Briefly describe what you make?

i illustrate images on porcelain or glass wares. i typically find vintage pieces, but sometimes am able to find out of business vendors in my local area who are liquidating. i like the idea of combining my art with function and making something interactive.

What mediums do you enjoy working in most?

my favorite medium to wok with is using pen and ink on paper, followed by ceramics or glass. i love the way it feels holding a good ink pen, i get excited about it and i could talk about pens and paper for long enough to make people question my sanity. i also love photography, and work part time as a photographer.

How long have you been creating craft?

i have been illustrating for myself and for gifts to people i know my entire life. some periods more frequently than other periods. i opened my etsy shop in late october and have been have been focusing on vintage wares since then.

How did you get started?

i debated for a long time. i was uncertain if i was making the right choice and if my work would sell at all. i have a wonderful supportive family and figured i would open my etsy shop to see what would happen. i told myself that if i only sold to family members for the first couple of months, i would take the hint and focus on building my photography work base instead of selling illustrated pieces. i opened my shop and quickly realized i was making the right choice regardless if i was a popular seller or not. i loved it and knew i had to keep doing it for me.

Where does the name of your shop come from?

22 pages is a literary reference from the book catch 22 by joseph heller. i feel that the paradox of a catch 22 is more frequent than most people realize and i try to envision myself moving gracefully through those paradoxes as gracefully as turning the pages of a novel.

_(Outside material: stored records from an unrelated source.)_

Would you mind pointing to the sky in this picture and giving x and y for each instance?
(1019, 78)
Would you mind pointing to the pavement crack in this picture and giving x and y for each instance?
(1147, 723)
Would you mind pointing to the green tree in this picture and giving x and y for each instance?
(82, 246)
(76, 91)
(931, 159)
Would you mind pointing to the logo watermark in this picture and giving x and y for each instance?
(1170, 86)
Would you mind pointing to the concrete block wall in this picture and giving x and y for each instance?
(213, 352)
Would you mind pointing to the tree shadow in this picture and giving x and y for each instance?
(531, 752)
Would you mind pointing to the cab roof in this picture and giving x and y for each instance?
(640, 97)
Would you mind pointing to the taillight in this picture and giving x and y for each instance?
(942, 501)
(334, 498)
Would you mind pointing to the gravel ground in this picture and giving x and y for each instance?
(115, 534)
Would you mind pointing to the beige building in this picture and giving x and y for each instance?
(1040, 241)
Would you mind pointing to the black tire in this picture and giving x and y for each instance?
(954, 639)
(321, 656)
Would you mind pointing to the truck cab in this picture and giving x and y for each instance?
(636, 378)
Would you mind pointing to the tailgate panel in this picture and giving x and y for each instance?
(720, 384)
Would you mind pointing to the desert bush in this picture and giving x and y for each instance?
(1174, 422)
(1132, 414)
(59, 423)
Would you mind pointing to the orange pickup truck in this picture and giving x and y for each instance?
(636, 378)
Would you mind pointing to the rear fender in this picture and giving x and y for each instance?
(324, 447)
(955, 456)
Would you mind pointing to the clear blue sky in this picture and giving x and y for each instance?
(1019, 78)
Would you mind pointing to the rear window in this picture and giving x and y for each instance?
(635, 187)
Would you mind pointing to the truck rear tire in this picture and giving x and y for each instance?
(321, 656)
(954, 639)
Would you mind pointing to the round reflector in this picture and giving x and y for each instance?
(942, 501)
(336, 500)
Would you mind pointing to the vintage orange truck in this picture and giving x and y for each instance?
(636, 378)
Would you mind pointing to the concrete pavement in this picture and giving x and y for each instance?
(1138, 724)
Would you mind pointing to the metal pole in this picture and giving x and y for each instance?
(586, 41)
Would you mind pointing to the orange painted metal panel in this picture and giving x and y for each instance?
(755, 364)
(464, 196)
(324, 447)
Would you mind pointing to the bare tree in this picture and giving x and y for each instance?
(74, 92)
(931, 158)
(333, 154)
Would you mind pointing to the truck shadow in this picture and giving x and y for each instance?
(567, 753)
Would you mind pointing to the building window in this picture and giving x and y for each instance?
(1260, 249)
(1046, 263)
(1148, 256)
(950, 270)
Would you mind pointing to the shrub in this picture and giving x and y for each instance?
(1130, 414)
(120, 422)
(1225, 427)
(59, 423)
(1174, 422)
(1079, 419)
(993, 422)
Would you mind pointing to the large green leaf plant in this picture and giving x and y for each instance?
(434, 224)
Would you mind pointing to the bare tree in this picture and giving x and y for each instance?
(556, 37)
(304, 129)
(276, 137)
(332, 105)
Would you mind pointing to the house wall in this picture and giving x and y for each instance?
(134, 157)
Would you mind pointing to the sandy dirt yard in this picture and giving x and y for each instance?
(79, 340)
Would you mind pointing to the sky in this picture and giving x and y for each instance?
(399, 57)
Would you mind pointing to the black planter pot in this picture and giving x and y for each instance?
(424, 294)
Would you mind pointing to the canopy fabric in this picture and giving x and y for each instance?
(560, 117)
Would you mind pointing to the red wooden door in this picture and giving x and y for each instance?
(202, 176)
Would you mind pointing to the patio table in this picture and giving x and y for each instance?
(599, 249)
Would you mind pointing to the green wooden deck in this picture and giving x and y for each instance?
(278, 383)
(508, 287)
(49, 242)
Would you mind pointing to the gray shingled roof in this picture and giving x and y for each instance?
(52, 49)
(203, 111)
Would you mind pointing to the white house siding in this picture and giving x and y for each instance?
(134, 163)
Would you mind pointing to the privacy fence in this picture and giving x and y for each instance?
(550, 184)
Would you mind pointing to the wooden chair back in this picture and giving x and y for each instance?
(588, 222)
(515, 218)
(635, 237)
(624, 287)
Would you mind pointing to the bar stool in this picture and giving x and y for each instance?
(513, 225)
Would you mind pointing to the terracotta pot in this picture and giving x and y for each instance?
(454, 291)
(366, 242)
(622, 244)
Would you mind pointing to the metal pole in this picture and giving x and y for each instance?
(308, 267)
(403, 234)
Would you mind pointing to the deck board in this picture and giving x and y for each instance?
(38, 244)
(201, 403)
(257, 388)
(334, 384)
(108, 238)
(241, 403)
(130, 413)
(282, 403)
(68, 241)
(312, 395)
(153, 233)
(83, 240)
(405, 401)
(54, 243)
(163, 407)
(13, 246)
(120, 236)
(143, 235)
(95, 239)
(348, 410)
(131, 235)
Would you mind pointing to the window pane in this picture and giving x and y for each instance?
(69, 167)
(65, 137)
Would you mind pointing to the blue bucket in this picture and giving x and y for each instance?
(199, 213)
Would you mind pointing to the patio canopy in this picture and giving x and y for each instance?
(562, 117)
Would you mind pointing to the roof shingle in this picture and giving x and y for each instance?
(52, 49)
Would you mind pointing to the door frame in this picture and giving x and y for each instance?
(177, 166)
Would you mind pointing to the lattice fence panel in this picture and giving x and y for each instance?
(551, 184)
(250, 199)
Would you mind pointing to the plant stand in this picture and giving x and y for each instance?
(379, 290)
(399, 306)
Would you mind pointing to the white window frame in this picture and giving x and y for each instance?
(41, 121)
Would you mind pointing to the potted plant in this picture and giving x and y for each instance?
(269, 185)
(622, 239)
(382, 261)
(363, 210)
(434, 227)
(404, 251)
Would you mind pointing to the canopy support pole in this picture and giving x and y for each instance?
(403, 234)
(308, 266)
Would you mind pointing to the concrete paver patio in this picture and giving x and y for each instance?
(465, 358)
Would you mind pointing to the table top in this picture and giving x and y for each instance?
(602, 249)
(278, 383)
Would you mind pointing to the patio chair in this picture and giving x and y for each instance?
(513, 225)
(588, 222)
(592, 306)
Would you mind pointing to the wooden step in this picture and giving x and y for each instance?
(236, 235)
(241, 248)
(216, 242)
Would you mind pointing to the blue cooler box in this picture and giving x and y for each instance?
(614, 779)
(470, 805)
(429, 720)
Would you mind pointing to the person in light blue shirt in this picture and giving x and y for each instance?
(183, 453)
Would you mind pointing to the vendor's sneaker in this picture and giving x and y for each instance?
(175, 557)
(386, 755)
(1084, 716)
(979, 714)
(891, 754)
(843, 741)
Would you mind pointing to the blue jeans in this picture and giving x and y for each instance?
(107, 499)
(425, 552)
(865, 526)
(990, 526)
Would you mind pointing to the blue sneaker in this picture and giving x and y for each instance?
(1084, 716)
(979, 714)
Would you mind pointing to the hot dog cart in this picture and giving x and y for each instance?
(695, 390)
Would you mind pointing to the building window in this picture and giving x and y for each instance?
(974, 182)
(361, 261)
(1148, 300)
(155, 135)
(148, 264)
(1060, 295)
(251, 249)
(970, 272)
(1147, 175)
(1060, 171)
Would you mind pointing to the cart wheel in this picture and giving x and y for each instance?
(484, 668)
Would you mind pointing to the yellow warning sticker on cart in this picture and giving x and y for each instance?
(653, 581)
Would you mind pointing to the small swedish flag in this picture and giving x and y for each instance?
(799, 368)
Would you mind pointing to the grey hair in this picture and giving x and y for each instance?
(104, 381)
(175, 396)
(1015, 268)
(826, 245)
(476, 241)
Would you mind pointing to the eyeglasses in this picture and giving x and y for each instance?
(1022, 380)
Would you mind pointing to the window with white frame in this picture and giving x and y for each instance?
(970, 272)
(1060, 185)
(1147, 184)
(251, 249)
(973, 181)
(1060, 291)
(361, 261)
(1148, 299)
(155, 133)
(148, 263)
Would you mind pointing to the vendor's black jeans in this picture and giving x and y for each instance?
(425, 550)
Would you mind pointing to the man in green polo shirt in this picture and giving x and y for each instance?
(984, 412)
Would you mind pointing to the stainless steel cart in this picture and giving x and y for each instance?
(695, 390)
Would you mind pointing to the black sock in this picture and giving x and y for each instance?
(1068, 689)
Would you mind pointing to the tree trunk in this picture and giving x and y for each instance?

What would you most want people to know about your work?

it's all original and done by my hand. i've tremendous respect for people who use stock images or who mass produce their original images in their own projects. i realize that can be every bit as challenging and rewarding as what i do. for me, i love the idea that every piece i make is varied . i love the slight imperfections that seem to be rare in a world of ever growing perfect printed font and sharper than anything graphic designed images.

What words of advice do you have for other artists?

there is so much about a blank paper or canvas that is intimidating. it's price as well as it's lack of failure or flaws. it can be compared to the images and ideas of what we are supposed to achieve or what society expects of us each individually.
learn that it's ok to mess up once in a while, it's ok to not be perfect and we don't always need to improve or get better with every project. holding patterns and regressions are fine and they can often lead us to other places we wouldn't have otherwise found.
i can't believe how long it took me to start putting my art out there. i had put so many expectations in my work before i started, it was challenging to begin. it wasn't the bank papers fault because that's what blank things do, they reflect what is standing right in front of them.